The change – already regarded as normal practice among half of British farmers – has significant effects. “It reduces the impact of rain on soil as it hits and helps the earthworm numbers to build up,” says the trust’s Alastair Leake.
Earthworms “don’t like being ploughed very much”, he says, adding that where the soil is left to itself their numbers increase by 20-fold in just a few years with dramatic improvements, too, in the soil’s ability to absorb water.
“They particularly like the trash on the surface, bits of chopped straw. They will pull this straw together into little piles called middens and they pull this down into the soil and create a really porous structure.”
Last month, the British Meteorological Office raised eyebrows when it said that last year was not the wettest yet experienced in Britain.
Accepting that it was the wettest year on record in England, the Met Office said it was third wettest for Wales, just the 17th for Scotland, while Northern Ireland enjoyed – or suffered – just its 40th wettest 12 months.
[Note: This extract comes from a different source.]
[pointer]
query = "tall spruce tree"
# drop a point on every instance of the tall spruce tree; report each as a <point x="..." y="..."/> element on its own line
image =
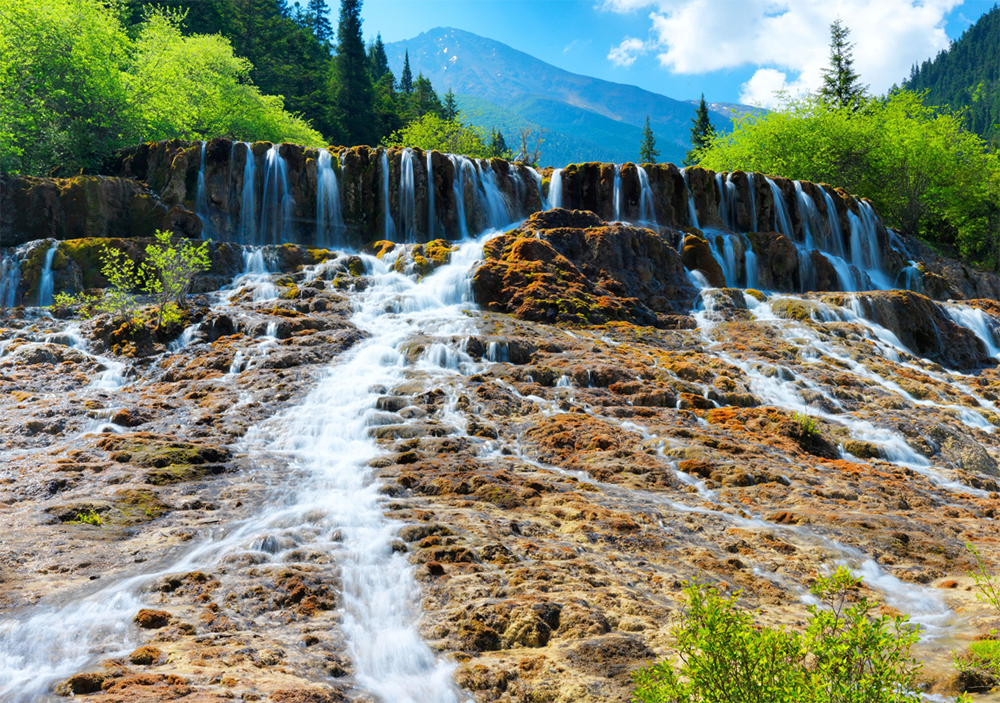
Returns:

In the parish of Loddington and Launde, Allerton’s farm manager Phil Jarvis has kept his own records over 20 years. These show that rainfall there in 2012 was 1,036mm, far ahead of the previous record of 859mm recorded in 2000.
Leake says the Met Office figures do not point out that the rain fell in a shorter period of time – the first four months were dry. “We did have an average year, but the rain was squeezed in in the rest of the year.”
However, the flooding in most places is caused by just a 10 per cent rise in the peak-flow of many rivers, according to the Environment Agency. If water can be held up on farmland, thus arriving in rivers over a longer period of time, then disasters can be averted.
In Northumbria, some simple but rather effective measures have been put in place in Belford, which has been plagued by flooding since 1877. Five crises between 2007 and 2009 decimated the town’s shopkeepers.
So-called “soft defences”, rather than expensive water-barriers, have been created, where farmers have co-operated with the environment agency to create temporary ponds on the edges of fields to store water. Woodland planting has helped, too.
Zig-zag patterned wooden dams slow the passage of water in drains, trapping sediment, but also offering a boon to newts and frogs, while even a beaver dam is playing its role in slowing nature’s fury as it hurtles towards the Northumbrian town.
In some places, bands of willow, known as “willow hurdles”, have been laid across the flood-plain to offer roughness to the landscape, doubling the time that it takes for water to travel downstream.
In Cumbria, the Newton Rigg Agricultural College is encouraging local farmers to use grassland aerators attached to the back of a tractor to create small holes by punching through the turf on compacted farmland. Such measures benefit neighbours because the water becomes more of a sponge but, the college says, it also benefits the farmers because the land stays drier and is accessible by machinery for longer.
The Loddington and Belford experiments offer a template for the future, where an increasingly cash-strapped Whitehall will be unable to meet ever-growing demands from flood-risk towns for protection.
Total rainfall may not increase significantly in Britain over the next 30 years, but there seems little doubt, scientists say, that it will become ever more concentrated into torrential downpours during winter months.
Nevertheless, the department of environment, food and rural affairs remains agnostic, but willing to be convinced about the measures, pointing that evidence that “soft” defences have local benefits is strong, but less so for a full river catchment.